Something similar happened in the case of R. Kelly. A music journalist named Jim DeRogatis has been writing about Kelly's sexual misconduct since 2000, when he and a colleague reported the existence of a videotape in which Kelly was seen having sex with a 14-year-old girl. Kelly was found not guilty of child pornography charges in 2008.

DeRogatis wrote in 2017 that Kelly had effectively imprisoned several young women. But it wasn't until Lifetime aired the documentary series Surviving R. Kelly earlier this year that the general public really took notice of his story. Kelly is now facing serious charges of criminal sexual abuse.

Which brings me to Donald Trump.

All of us who are Trump critics are frustrated by the response to the Mueller report. Attorney General Barr's distorted summary of its contents is better known than what's actually in it, primarily because not enough people are reading it. It's not an easy read. Its language is dense and legalistic.

We'd like to see the report's conclusions restated in congressional hearings. But with the White House ordering witnesses to defy demands to testify, and Mueller himself is trying to avoid a public appearance before Congress, will hearings ever happen? Should Democrats start an impeachment proceeding in the hope that the courts will compel the release of more documents?

While we're waiting, how about public readings of the Mueller report? Or maybe an audiobook?
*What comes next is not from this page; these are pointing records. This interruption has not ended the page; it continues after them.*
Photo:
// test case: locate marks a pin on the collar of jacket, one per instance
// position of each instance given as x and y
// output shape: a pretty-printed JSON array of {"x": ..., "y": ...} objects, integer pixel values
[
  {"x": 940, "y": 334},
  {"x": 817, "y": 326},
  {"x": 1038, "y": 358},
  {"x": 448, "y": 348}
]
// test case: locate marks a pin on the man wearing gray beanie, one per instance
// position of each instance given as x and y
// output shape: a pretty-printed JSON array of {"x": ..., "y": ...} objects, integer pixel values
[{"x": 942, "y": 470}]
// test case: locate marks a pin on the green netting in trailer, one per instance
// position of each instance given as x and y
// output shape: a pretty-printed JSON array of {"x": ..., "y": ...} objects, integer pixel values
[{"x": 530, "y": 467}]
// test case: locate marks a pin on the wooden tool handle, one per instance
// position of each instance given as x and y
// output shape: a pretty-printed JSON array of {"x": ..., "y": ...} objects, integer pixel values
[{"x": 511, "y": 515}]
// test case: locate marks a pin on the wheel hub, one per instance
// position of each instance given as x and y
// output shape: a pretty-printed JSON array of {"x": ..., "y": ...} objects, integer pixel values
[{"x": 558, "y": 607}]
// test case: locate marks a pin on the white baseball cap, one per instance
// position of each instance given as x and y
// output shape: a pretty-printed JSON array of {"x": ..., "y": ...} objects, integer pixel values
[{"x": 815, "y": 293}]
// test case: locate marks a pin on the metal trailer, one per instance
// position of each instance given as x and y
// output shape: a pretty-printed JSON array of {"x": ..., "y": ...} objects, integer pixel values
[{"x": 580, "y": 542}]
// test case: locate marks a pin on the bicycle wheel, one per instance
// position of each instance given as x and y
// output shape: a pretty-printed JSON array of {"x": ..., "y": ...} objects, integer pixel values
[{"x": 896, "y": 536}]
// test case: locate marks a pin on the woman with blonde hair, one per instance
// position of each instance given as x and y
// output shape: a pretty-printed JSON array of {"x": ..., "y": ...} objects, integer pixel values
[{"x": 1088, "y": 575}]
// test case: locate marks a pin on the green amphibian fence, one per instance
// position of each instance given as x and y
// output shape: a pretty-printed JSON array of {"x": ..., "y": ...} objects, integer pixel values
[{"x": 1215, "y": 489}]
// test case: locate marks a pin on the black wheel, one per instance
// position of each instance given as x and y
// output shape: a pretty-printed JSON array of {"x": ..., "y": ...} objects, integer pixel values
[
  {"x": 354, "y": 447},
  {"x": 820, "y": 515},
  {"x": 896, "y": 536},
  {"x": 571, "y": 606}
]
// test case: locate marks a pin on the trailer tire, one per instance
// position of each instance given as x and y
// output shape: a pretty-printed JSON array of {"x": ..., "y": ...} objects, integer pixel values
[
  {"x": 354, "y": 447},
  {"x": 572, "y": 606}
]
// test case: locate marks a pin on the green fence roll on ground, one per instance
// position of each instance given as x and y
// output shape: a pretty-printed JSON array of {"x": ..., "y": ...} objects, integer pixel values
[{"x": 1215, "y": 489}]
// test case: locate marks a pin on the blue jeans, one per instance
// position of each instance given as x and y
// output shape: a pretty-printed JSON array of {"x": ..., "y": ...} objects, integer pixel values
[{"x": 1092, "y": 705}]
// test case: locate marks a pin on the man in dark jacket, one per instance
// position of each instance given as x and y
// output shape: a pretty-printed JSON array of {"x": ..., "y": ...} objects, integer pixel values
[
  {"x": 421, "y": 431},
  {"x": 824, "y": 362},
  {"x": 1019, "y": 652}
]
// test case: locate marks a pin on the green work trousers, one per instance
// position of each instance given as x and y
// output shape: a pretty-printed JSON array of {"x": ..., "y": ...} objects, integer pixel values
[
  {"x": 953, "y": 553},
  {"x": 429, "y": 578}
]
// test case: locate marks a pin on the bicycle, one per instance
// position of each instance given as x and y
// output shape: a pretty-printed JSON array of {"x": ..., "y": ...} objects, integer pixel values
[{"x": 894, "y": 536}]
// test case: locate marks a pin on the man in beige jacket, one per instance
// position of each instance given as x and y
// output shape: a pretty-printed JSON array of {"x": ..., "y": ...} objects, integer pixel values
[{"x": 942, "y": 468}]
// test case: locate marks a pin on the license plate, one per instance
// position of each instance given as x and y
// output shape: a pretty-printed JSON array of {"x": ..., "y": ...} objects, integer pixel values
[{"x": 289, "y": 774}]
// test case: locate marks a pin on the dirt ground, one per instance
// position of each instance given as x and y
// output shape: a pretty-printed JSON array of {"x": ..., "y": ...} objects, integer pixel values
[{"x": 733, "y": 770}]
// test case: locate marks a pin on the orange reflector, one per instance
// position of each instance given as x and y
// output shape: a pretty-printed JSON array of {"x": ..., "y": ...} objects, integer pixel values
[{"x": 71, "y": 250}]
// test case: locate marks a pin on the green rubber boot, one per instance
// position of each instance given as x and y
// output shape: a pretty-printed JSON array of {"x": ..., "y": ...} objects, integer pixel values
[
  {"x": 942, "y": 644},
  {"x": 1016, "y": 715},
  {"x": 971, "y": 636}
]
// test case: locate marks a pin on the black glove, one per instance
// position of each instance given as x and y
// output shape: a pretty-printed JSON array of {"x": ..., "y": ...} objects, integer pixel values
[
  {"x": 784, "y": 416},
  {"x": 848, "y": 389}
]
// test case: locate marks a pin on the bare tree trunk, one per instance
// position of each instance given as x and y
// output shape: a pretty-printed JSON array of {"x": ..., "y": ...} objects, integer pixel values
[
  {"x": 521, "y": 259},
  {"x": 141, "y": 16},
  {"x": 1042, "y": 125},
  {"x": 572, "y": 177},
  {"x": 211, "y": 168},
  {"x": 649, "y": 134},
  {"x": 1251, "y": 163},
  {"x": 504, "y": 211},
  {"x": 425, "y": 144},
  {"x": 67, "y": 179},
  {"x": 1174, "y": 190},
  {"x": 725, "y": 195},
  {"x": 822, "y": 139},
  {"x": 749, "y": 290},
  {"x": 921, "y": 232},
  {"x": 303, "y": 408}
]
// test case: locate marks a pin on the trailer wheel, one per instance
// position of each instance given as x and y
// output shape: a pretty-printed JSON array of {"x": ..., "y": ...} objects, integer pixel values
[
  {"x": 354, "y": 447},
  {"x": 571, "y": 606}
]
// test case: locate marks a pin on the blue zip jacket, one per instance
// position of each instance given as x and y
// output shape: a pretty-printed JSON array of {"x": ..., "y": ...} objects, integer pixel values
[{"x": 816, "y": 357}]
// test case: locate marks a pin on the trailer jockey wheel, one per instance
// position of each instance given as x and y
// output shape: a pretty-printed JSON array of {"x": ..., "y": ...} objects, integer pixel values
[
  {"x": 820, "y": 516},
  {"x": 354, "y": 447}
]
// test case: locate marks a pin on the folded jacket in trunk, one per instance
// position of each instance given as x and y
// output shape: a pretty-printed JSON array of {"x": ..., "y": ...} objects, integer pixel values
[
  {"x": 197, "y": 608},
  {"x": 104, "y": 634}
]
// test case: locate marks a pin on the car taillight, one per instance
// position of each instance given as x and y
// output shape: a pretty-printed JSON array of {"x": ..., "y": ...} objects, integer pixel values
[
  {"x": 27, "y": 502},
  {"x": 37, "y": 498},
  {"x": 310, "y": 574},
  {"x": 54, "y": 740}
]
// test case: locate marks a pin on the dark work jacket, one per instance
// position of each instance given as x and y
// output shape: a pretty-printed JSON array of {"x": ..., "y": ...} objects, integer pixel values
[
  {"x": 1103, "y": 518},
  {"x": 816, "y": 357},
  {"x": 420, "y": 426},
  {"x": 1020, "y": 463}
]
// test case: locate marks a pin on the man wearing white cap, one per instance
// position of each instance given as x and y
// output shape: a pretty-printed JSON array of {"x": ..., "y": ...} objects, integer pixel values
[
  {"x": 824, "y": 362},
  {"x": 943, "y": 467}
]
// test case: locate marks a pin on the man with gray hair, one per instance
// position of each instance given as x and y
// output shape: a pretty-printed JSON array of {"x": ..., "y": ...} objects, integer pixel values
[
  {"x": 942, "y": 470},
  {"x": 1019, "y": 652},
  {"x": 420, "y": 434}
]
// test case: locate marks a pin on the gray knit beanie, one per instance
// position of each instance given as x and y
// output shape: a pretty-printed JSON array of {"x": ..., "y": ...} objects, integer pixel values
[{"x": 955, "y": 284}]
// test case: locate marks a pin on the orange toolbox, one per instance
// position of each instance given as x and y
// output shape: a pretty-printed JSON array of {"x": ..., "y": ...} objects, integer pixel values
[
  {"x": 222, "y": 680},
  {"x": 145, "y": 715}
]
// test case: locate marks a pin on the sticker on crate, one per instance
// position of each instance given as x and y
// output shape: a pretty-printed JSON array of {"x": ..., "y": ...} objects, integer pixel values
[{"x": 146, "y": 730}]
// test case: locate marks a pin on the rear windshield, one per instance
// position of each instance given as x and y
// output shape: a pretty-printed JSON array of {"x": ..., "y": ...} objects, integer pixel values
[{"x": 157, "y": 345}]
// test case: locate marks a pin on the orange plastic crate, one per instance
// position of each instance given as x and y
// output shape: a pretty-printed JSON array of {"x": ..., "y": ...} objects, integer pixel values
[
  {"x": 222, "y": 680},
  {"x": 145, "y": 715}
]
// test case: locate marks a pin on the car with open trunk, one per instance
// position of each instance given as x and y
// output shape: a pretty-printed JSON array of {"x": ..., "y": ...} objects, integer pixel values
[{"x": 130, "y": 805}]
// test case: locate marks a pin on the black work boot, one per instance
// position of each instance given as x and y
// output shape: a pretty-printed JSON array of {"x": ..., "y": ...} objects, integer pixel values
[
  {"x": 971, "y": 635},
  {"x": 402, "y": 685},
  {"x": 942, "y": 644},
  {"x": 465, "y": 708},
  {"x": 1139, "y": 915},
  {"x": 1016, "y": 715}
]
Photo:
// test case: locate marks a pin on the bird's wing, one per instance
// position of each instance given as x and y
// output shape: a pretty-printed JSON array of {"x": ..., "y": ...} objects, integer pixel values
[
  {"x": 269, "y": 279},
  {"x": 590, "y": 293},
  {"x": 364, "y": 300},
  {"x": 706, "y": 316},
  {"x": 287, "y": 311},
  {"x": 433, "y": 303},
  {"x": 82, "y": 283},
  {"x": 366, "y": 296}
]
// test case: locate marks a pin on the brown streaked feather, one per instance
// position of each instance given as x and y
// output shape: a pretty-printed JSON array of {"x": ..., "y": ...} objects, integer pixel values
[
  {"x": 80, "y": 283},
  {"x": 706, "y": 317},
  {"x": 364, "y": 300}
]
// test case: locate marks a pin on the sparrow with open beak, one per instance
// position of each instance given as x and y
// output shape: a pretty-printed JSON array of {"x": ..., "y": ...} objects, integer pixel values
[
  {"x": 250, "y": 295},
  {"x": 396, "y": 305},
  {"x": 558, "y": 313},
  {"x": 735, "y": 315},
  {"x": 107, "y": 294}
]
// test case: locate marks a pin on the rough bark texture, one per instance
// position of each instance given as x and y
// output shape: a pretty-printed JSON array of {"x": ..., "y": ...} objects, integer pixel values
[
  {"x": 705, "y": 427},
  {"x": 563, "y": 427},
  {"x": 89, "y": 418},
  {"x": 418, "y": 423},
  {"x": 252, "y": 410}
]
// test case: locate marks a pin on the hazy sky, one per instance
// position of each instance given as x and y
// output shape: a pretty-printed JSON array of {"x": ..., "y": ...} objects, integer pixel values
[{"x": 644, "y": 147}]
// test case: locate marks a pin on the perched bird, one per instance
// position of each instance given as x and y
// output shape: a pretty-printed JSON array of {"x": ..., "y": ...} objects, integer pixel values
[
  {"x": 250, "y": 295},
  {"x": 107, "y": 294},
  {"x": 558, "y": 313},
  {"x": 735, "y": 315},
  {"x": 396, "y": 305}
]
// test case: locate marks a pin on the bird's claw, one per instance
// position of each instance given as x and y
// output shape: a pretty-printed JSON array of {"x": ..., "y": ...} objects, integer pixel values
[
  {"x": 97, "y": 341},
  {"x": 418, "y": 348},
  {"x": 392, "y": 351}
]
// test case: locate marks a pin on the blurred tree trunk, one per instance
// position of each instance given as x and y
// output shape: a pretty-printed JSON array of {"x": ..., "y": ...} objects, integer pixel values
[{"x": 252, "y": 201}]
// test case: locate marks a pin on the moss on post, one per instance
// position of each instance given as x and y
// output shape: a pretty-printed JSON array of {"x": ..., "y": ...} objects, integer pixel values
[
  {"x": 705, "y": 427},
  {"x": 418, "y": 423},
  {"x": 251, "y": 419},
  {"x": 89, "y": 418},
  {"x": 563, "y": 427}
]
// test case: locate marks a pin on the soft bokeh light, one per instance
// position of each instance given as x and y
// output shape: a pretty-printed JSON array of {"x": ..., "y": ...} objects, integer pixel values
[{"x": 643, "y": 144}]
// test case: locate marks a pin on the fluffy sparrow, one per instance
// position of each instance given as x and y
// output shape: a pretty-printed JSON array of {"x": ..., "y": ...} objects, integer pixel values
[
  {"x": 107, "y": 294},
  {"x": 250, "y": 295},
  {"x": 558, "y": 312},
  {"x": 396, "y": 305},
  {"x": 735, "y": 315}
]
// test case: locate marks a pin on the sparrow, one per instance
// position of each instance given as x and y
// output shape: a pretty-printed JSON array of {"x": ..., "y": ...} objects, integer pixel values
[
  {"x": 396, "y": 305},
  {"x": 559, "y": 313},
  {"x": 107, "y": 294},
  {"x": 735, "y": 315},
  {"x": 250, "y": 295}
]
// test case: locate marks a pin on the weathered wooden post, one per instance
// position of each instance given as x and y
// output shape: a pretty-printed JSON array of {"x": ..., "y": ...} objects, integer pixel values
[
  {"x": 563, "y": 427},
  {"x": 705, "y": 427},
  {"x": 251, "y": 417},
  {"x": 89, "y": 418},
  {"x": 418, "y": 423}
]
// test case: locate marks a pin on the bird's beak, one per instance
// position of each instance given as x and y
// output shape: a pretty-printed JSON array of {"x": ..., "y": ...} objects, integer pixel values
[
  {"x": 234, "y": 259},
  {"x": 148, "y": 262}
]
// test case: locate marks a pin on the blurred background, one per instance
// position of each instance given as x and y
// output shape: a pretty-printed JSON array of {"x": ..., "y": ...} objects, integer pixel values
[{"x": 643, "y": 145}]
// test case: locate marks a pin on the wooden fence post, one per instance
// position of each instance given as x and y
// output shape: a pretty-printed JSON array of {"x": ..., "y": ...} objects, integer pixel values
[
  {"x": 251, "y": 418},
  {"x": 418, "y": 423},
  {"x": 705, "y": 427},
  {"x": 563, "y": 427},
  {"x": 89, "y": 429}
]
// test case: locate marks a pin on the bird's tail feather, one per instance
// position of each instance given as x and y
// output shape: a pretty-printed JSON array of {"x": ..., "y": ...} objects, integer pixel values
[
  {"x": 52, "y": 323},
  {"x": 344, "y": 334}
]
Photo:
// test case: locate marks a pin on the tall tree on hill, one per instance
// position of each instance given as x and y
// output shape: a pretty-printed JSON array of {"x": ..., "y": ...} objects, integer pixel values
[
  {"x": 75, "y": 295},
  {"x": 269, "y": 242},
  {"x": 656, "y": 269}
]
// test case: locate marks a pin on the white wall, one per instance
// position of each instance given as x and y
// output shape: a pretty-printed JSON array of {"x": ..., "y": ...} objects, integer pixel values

One of these approaches might bear fruit, but in the meantime, it would be a good thing if a major director were to cut a deal to put the Mueller report on commercial television -- not on Frontline or MSNBC, but on a basic-cable channel or (more likely) Netflix or Hulu. Turn the Mueller report into a documentary or docudrama series. Make it into must-stream TV. If that's what cuts through the clutter these days, that's what we need.

Michael Moore, Spike Lee, Ava DuVernay, Adam McKay, call your agents.